Sur le moment, je n'avais pu que me limiter à quelques constatations générales:
il apparaissait évident que quelques groupes avaient organisé leur participation pour mettre l'accent sur un sujet particulier. Pour les uns, c'était la question des langues; pour d'autres, le rôle des régions dans l'Europe future, leur place institutionnelle, leurs liens directs avec les institutions de l'UE;
les intervenants "non organisés" étaient quand même majoritaires. Plusieurs d'entre eux donnaient l'impression de suivre avec attention les travaux de la Convention, car ils posaient des questions très pointues et ciblées. D'autres étaient intéressés mais pas assez informés; il n'y avait pas que des spécialistes;
un nombre considérable de questions ne concernaient pas la Convention mais l'Europe en général, et le modérateur était obligé de rappeler que le sujet du "chat" était bien la Convention, et rien d'autre;
dans l'ensemble, l'intérêt était très vif, les participants dialoguaient même souvent entre eux, et ils donnaient l'impression d'être ravis de pouvoir interroger directement Giscard d'Estaing. Certains le soulignaient par des expressions telles que: « bravo pour cette consultation en direct! L'Europe paraît moins éloignée »." Un seul intervenant s'est déclaré déçu et a quitté le chat en expliquant: "on parle toujours et on ne fait rien, je suis fatigué de cette Europe" (ce qui n'était pas logique, car un "chat", c'est justement une conversation, une possibilité pour le public de s'informer et de s'exprimer, ce n'est pas un lieu de délibérations).
J'ai dû attendre la transcription intégrale du chat (une centaine de pages serrées) pour en tirer quelques conclusions et surtout pour évaluer ce qu'il pouvait y avoir de nouveau dans les réponses présidentielles. Je vais essayer de rendre compte des déclarations du Président en les regroupant par sujets.

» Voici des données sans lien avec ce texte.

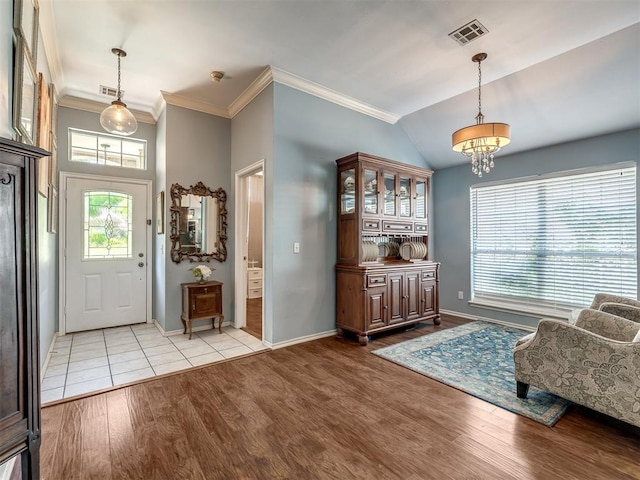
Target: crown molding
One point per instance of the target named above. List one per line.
(97, 107)
(197, 105)
(274, 74)
(251, 92)
(312, 88)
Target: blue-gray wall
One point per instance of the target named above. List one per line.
(252, 141)
(451, 208)
(6, 67)
(309, 135)
(197, 148)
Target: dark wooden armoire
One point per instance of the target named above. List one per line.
(19, 357)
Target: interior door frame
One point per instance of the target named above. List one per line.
(62, 239)
(240, 233)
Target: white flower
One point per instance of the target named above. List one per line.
(202, 271)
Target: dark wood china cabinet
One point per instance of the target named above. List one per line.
(19, 357)
(385, 277)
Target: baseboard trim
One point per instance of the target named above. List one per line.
(303, 339)
(171, 333)
(45, 364)
(489, 320)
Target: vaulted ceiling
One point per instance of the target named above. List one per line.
(556, 71)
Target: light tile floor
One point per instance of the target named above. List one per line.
(88, 361)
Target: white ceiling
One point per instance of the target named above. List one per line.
(556, 71)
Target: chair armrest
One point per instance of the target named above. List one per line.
(601, 298)
(607, 325)
(621, 310)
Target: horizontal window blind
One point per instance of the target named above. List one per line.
(555, 242)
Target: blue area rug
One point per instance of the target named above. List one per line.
(476, 358)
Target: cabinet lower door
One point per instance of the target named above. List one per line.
(413, 303)
(396, 297)
(428, 299)
(376, 308)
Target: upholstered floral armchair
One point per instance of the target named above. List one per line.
(595, 363)
(617, 305)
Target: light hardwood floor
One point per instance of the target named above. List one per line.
(326, 409)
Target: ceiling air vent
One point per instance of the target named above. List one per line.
(110, 91)
(472, 30)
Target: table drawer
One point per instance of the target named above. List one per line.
(376, 280)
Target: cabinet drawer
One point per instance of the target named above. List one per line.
(376, 280)
(254, 293)
(391, 226)
(428, 274)
(371, 225)
(254, 273)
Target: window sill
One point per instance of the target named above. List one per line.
(522, 309)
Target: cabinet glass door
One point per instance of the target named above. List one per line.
(370, 191)
(389, 194)
(405, 196)
(348, 191)
(421, 199)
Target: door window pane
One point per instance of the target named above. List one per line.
(107, 225)
(370, 191)
(348, 191)
(106, 150)
(405, 197)
(421, 199)
(389, 194)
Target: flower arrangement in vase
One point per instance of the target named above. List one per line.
(201, 272)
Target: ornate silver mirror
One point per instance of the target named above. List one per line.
(198, 223)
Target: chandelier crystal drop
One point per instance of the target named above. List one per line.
(116, 118)
(480, 142)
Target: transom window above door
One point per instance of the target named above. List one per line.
(107, 150)
(107, 231)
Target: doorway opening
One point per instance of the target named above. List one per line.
(250, 249)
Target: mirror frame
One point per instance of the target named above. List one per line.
(177, 191)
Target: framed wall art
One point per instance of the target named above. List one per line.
(43, 139)
(25, 95)
(25, 24)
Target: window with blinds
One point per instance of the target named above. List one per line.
(551, 243)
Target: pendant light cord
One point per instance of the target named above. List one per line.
(479, 89)
(119, 94)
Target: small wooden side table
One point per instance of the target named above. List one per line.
(200, 301)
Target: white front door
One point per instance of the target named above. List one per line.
(106, 253)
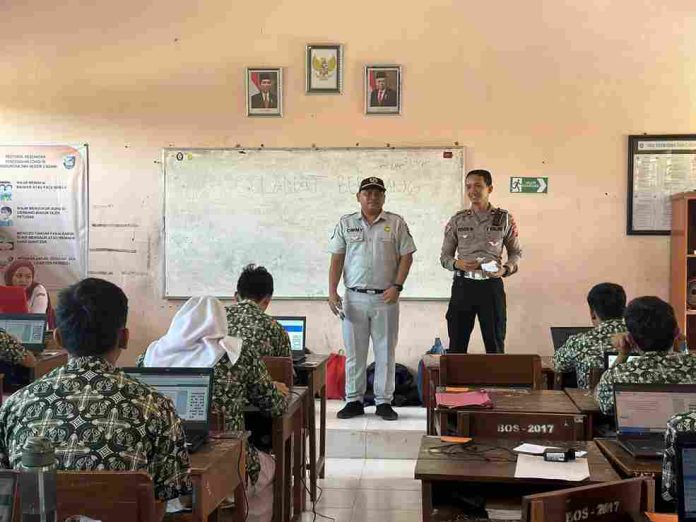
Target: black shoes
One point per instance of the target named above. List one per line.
(386, 412)
(350, 410)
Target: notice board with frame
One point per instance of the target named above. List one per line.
(659, 166)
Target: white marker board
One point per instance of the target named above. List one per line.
(226, 208)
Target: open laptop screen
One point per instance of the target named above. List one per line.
(29, 329)
(295, 327)
(610, 359)
(645, 409)
(688, 481)
(188, 388)
(560, 334)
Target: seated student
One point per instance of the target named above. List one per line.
(679, 423)
(582, 352)
(197, 337)
(247, 318)
(12, 351)
(652, 328)
(95, 415)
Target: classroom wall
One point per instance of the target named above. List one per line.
(534, 88)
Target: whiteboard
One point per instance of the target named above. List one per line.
(226, 208)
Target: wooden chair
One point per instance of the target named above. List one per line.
(106, 495)
(610, 501)
(280, 369)
(558, 427)
(514, 370)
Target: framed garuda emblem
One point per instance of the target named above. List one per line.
(324, 69)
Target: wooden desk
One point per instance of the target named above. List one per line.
(314, 369)
(585, 402)
(218, 471)
(628, 465)
(47, 361)
(289, 456)
(523, 401)
(481, 475)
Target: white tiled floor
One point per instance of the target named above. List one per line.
(369, 436)
(366, 490)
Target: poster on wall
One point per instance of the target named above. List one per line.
(44, 211)
(659, 166)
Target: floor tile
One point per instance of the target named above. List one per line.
(335, 498)
(386, 500)
(386, 516)
(344, 468)
(391, 468)
(338, 514)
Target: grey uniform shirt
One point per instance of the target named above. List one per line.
(475, 235)
(372, 251)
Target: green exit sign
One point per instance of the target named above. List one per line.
(529, 185)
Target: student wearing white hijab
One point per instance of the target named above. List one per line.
(197, 337)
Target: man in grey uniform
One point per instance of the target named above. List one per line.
(478, 235)
(374, 251)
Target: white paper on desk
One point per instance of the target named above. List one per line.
(529, 466)
(535, 449)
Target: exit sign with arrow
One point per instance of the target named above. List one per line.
(529, 185)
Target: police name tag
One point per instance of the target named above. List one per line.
(356, 235)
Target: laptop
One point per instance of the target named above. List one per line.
(610, 359)
(642, 412)
(685, 446)
(191, 391)
(560, 334)
(29, 329)
(8, 492)
(296, 328)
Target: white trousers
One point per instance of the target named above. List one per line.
(260, 495)
(368, 317)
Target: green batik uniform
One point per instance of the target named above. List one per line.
(584, 351)
(649, 368)
(257, 329)
(98, 418)
(237, 386)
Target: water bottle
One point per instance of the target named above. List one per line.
(37, 481)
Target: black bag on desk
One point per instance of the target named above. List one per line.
(405, 389)
(15, 376)
(260, 424)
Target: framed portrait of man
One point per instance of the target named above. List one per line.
(324, 63)
(264, 88)
(383, 89)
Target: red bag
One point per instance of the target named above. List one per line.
(336, 376)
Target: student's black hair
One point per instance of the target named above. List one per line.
(487, 178)
(90, 314)
(255, 283)
(607, 300)
(651, 323)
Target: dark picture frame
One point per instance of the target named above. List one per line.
(383, 89)
(264, 91)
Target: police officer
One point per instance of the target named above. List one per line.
(478, 235)
(374, 251)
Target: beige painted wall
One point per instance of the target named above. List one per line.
(536, 88)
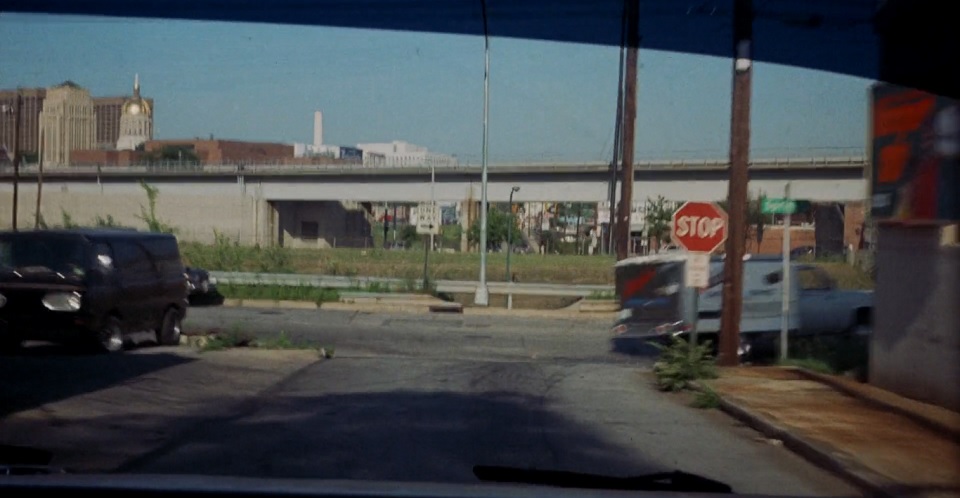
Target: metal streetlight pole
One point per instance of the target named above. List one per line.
(514, 190)
(15, 156)
(433, 197)
(482, 297)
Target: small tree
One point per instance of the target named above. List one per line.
(498, 224)
(756, 220)
(408, 235)
(658, 220)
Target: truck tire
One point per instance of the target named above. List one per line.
(170, 329)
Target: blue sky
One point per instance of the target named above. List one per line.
(549, 101)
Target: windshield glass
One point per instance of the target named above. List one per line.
(64, 255)
(401, 245)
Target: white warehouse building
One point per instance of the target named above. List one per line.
(399, 153)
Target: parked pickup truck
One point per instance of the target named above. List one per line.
(655, 303)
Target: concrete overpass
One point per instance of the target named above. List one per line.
(321, 206)
(822, 179)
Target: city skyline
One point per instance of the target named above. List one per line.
(549, 101)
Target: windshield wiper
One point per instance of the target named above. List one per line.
(663, 481)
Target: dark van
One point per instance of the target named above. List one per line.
(93, 286)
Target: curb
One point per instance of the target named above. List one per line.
(267, 303)
(425, 307)
(922, 420)
(823, 456)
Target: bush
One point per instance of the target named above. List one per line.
(706, 399)
(680, 363)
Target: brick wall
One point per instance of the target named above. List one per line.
(233, 215)
(104, 157)
(229, 151)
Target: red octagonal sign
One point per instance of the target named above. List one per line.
(699, 226)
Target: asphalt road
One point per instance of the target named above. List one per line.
(406, 398)
(424, 398)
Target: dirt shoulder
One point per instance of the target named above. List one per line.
(879, 447)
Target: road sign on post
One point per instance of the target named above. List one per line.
(699, 226)
(428, 219)
(778, 206)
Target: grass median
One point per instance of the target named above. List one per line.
(279, 293)
(407, 265)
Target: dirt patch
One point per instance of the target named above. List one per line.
(888, 443)
(521, 302)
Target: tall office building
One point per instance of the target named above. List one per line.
(108, 111)
(67, 123)
(31, 102)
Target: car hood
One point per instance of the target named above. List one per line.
(178, 485)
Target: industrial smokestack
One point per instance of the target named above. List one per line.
(317, 129)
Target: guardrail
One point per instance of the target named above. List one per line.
(450, 286)
(298, 169)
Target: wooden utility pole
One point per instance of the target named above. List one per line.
(16, 157)
(739, 176)
(611, 236)
(629, 120)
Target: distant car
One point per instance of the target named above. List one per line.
(800, 252)
(199, 281)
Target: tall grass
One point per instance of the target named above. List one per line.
(279, 293)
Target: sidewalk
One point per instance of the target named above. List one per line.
(419, 305)
(883, 443)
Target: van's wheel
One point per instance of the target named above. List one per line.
(170, 329)
(861, 330)
(10, 342)
(110, 336)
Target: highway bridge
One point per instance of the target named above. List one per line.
(323, 205)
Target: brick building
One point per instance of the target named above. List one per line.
(109, 110)
(31, 100)
(98, 157)
(228, 151)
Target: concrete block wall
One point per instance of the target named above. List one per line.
(915, 349)
(194, 215)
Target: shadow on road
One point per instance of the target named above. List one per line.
(44, 374)
(633, 347)
(212, 299)
(398, 435)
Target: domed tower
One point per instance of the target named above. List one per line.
(136, 120)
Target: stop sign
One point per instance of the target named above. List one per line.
(699, 226)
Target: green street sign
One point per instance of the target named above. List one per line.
(778, 206)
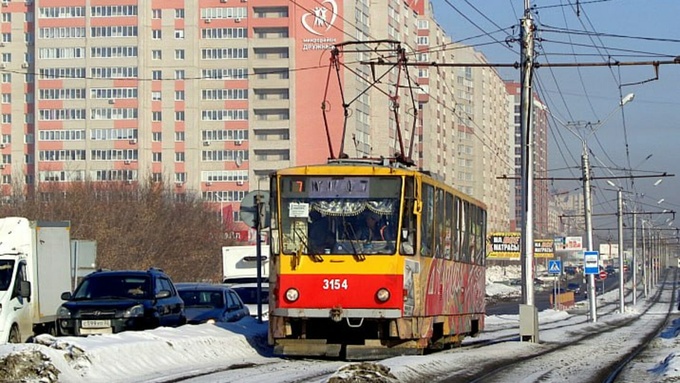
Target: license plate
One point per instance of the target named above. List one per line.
(90, 331)
(99, 323)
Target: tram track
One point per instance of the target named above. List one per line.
(492, 369)
(533, 367)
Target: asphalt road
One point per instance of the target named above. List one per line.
(542, 296)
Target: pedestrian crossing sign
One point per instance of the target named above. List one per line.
(555, 267)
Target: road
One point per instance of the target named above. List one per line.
(542, 296)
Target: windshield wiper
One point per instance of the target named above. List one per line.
(351, 237)
(315, 256)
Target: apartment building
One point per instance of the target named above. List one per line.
(212, 95)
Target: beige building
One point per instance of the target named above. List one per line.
(212, 95)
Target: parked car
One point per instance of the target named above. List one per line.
(211, 303)
(248, 293)
(575, 287)
(115, 301)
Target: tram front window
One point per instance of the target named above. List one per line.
(355, 226)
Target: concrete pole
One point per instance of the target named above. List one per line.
(527, 157)
(589, 230)
(621, 279)
(645, 256)
(634, 261)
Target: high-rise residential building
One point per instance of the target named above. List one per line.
(541, 196)
(212, 95)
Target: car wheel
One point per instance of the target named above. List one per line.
(14, 335)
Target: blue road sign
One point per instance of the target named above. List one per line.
(555, 267)
(591, 262)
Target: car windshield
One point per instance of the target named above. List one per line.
(249, 294)
(6, 269)
(114, 287)
(202, 298)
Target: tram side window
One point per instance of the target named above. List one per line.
(464, 232)
(439, 218)
(481, 251)
(274, 222)
(456, 229)
(448, 224)
(475, 233)
(426, 217)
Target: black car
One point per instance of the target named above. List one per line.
(114, 301)
(575, 287)
(208, 303)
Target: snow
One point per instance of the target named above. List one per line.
(226, 350)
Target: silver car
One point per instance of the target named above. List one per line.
(211, 303)
(248, 293)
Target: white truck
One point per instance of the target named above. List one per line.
(35, 268)
(239, 264)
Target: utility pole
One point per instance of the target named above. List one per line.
(592, 302)
(528, 312)
(619, 198)
(645, 255)
(634, 262)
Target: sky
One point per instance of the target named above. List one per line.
(584, 102)
(196, 351)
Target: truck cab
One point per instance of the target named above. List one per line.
(15, 293)
(35, 267)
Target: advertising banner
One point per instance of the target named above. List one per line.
(568, 243)
(504, 245)
(543, 248)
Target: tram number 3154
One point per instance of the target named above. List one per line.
(335, 284)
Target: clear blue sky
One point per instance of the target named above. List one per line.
(627, 31)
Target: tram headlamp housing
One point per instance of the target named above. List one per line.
(383, 295)
(292, 295)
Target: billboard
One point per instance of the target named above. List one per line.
(504, 245)
(543, 248)
(568, 243)
(609, 251)
(318, 27)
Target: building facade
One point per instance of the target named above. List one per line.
(212, 95)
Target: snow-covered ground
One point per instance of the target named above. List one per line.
(167, 353)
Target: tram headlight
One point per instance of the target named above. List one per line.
(292, 295)
(383, 295)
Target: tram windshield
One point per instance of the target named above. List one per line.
(340, 215)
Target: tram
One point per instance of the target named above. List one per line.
(371, 259)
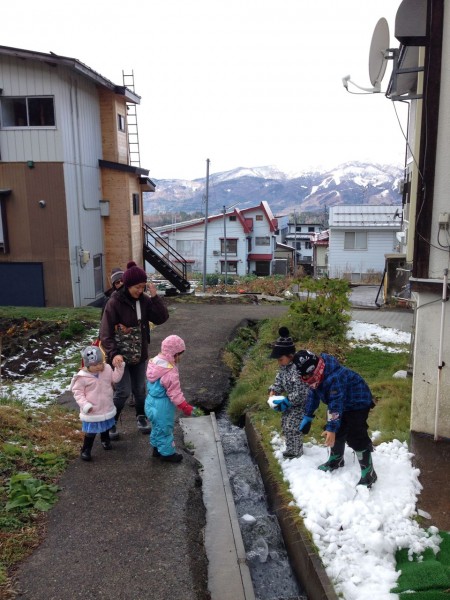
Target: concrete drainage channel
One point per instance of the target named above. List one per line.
(244, 544)
(271, 573)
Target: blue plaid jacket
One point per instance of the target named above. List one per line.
(341, 390)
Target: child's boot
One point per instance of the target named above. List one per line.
(368, 475)
(336, 458)
(87, 447)
(106, 442)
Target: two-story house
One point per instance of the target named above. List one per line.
(70, 195)
(359, 238)
(238, 241)
(299, 236)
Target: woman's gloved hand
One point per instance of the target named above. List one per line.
(305, 425)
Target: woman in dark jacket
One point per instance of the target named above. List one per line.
(122, 312)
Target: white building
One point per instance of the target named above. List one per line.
(300, 236)
(250, 236)
(360, 237)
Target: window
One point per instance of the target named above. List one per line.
(98, 273)
(231, 266)
(28, 112)
(355, 240)
(136, 204)
(231, 246)
(4, 243)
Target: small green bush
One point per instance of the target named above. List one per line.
(24, 491)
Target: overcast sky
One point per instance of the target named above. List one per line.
(245, 83)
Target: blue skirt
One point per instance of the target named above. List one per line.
(97, 426)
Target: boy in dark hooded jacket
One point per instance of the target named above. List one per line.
(349, 401)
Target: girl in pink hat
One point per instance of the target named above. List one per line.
(164, 397)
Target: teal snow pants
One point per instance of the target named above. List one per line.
(161, 412)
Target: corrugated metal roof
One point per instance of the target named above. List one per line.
(365, 216)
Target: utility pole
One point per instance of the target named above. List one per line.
(206, 226)
(225, 243)
(295, 242)
(225, 208)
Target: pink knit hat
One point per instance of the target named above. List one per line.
(172, 345)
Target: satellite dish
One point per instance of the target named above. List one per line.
(377, 53)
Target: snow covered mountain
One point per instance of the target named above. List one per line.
(349, 183)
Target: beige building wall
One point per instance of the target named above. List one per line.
(39, 234)
(431, 384)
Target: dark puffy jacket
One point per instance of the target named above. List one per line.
(341, 390)
(121, 309)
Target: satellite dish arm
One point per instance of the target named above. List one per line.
(373, 90)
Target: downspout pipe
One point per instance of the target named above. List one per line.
(440, 361)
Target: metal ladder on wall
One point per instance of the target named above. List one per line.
(132, 128)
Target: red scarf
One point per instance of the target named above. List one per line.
(315, 379)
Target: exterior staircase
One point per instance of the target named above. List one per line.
(165, 259)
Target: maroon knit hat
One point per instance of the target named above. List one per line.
(134, 275)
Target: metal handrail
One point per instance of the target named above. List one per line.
(168, 254)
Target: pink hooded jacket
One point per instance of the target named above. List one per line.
(96, 392)
(163, 367)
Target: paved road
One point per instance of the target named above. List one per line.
(128, 526)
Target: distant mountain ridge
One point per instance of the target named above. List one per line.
(350, 183)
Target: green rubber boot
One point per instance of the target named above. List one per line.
(368, 475)
(336, 458)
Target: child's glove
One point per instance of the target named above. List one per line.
(305, 425)
(281, 404)
(186, 408)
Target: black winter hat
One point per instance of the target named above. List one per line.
(284, 346)
(306, 362)
(133, 275)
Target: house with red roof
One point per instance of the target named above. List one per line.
(236, 241)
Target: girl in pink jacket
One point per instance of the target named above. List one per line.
(93, 390)
(164, 397)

Les langues dans l'Union. Pendant toute la durée du chat, Albinus, Ivanus et quelques autres ont défendu le latin avec acharnement. Par exemple: ""depuis plus de mille ans, l'Europe a une langue commune, le latin. Pourquoi cette réalité est-elle occultée par les autorités de l'Union? Y a-t-il une raison politique?" Ou bien: "pourquoi le nom de l'UE ne figure-t-il pas sur les pièces et billets en euro? On pourrait l'écrire en latin, comme cela se faisait naguère dans presque toutes les monnaies d'Europe." Simona a rappelé (en latin, s'il vous plaît) que non seulement les anciens parlaient et écrivaient cette langue, mais aussi, plusieurs siècles plus tard, Erasmus, Copernic, Descartes, Newton, Linné … Un appui bien organisé a été exprimé également en faveur de l'espéranto, mais la réponse a été sèche: "l'espéranto n'est pas une langue officielle de l'Union" (le latin non plus, d'ailleurs). D'autres questions étaient politiquement plus délicates. Pourquoi, par exemple, ne pas « donner au catalan, parlé dans trois Etats membres, le statut de langue officielle », vu que le gaélique (qui n'est presque plus parlé) l'a obtenu?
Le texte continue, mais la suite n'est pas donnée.